Ambiente

“Alborelle nel depuratore di Canegrate: 2.500 tornano nei fiumi”

(Adnkronos) – Sono pronte a ritornare nei fiumi lombardi duemilacinquecento alborelle cresciute in ambiente depurato. Questo è il risultato del progetto alBIOrelle, promosso da Gruppo Cap. La società pubblica, che gestisce il servizio idrico integrato della Città metropolitana di Milano, ha dichiarato che l’iniziativa ha trasformato il depuratore di Canegrate in un laboratorio di biodiversità, innovando l’integrazione tra trattamento delle acque reflue, ricerca scientifica e ripopolamento ittico.

Il Progetto di Biodiversità

Le alborelle sono state allevate in vasche per dieci mesi, utilizzando esclusivamente acqua depurata attraverso metodi avanzati di ultrafiltrazione e disinfezione UV. Durante il processo, sono stati monitorati vari parametri essenziali per la vita della specie, come la temperatura, l’ossigeno disciolto, il pH e la concentrazione di composti azotati. I risultati hanno evidenziato la sopravvivenza e la crescita regolare degli esemplari, confermando la compatibilità dell’acqua trattata con lo sviluppo di organismi acquatici sensibili.

Un Modello di Integrazione Sostenibile

Giovanni Vargiu, direttore dell’Area tecnica circular treatment di Gruppo Cap, ha sottolineato che il rilascio delle alborelle rappresenta un traguardo importante per il progetto, dimostrando il valore dell’acqua depurata. Le alborelle, cresciute esclusivamente in acqua proveniente dal ciclo di trattamento, hanno raggiunto le condizioni necessarie per il rilascio e la riproduzione.

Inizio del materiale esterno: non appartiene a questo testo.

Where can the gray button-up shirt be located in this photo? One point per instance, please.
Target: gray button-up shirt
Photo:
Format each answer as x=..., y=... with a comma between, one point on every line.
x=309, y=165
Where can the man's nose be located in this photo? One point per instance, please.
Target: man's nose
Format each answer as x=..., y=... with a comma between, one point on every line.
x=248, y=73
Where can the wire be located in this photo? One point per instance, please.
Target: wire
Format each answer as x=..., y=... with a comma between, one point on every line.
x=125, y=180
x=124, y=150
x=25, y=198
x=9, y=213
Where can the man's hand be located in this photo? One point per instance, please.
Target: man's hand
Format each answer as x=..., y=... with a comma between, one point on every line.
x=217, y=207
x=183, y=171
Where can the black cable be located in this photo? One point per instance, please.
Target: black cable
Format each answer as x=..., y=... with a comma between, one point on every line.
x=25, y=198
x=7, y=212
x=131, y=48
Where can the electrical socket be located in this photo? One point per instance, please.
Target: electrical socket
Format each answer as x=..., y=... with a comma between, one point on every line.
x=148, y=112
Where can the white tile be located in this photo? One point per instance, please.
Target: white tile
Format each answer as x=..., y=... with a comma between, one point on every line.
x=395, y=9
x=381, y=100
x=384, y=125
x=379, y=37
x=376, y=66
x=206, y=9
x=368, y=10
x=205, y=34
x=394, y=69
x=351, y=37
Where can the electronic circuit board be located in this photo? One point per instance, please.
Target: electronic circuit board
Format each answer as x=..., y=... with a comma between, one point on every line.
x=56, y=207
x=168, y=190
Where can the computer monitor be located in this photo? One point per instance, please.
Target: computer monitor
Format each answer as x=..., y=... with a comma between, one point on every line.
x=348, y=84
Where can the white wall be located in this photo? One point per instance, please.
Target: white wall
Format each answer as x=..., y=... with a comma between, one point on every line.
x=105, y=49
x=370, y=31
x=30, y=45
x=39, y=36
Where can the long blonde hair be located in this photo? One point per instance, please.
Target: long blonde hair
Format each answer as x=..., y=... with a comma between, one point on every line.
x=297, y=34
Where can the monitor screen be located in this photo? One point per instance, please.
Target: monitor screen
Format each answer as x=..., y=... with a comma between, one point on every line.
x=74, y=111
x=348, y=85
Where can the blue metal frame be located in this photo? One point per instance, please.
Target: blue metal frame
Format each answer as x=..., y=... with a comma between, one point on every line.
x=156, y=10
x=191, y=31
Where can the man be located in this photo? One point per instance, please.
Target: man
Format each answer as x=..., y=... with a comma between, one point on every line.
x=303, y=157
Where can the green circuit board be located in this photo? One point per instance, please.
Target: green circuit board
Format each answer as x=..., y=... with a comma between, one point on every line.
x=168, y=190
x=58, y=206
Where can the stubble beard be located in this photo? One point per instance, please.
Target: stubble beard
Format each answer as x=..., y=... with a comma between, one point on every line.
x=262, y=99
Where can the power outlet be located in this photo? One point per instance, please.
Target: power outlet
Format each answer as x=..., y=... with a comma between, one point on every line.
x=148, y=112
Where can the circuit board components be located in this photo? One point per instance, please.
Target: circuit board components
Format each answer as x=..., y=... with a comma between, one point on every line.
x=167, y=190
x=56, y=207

Questo esito ribadisce la qualità dei processi depurativi di Gruppo Cap, trasformando i depuratori in piattaforme per l’innovazione, la ricerca scientifica e la rigenerazione ambientale.

Il progetto, realizzato in collaborazione con l’Istituto Spallanzani e il Politecnico di Milano, ha introdotto un modello di simbiosi industriale tra depurazione delle acque reflue e acquacoltura. Questo approccio, già premiato nel 2024 con il riconoscimento ‘Verso un’economia circolare’, permette di riutilizzare l’acqua depurata, riducendo consumi e impatti ambientali. L’alborella (Alburnus arborella), specie tipica delle acque dolci dell’Italia settentrionale, è un indicatore cruciale della salute degli ecosistemi acquatici e, nonostante sia considerata ‘quasi minacciata’, sta subendo un recupero grazie a iniziative come questa.

Infine, il rilascio delle alborelle è avvenuto in sinergia con l’Ente Parco Lombardo Valle del Ticino e altre realtà locali, in un’area recentemente rinaturalizzata. Questo segna un passo significativo nel percorso di recupero del fiume Olona, che era stato classificato tra i più inquinati d’Europa. Ora, l’Olona sta recuperando la sua biodiversità, segnale di un ambiente sempre più sano. Inoltre, una parte degli esemplari è stata donata all’Acquario Civico di Milano, contribuendo a diffondere il messaggio di tutela della biodiversità anche nelle aree urbane.

Questa iniziativa non solo promuove la biodiversità locale, ma sottolinea anche l’importanza della sostenibilità ambientale e della cooperazione interistituzionale nella gestione delle risorse idriche, evidenziando un modello di sviluppo che può essere replicato in altre regioni.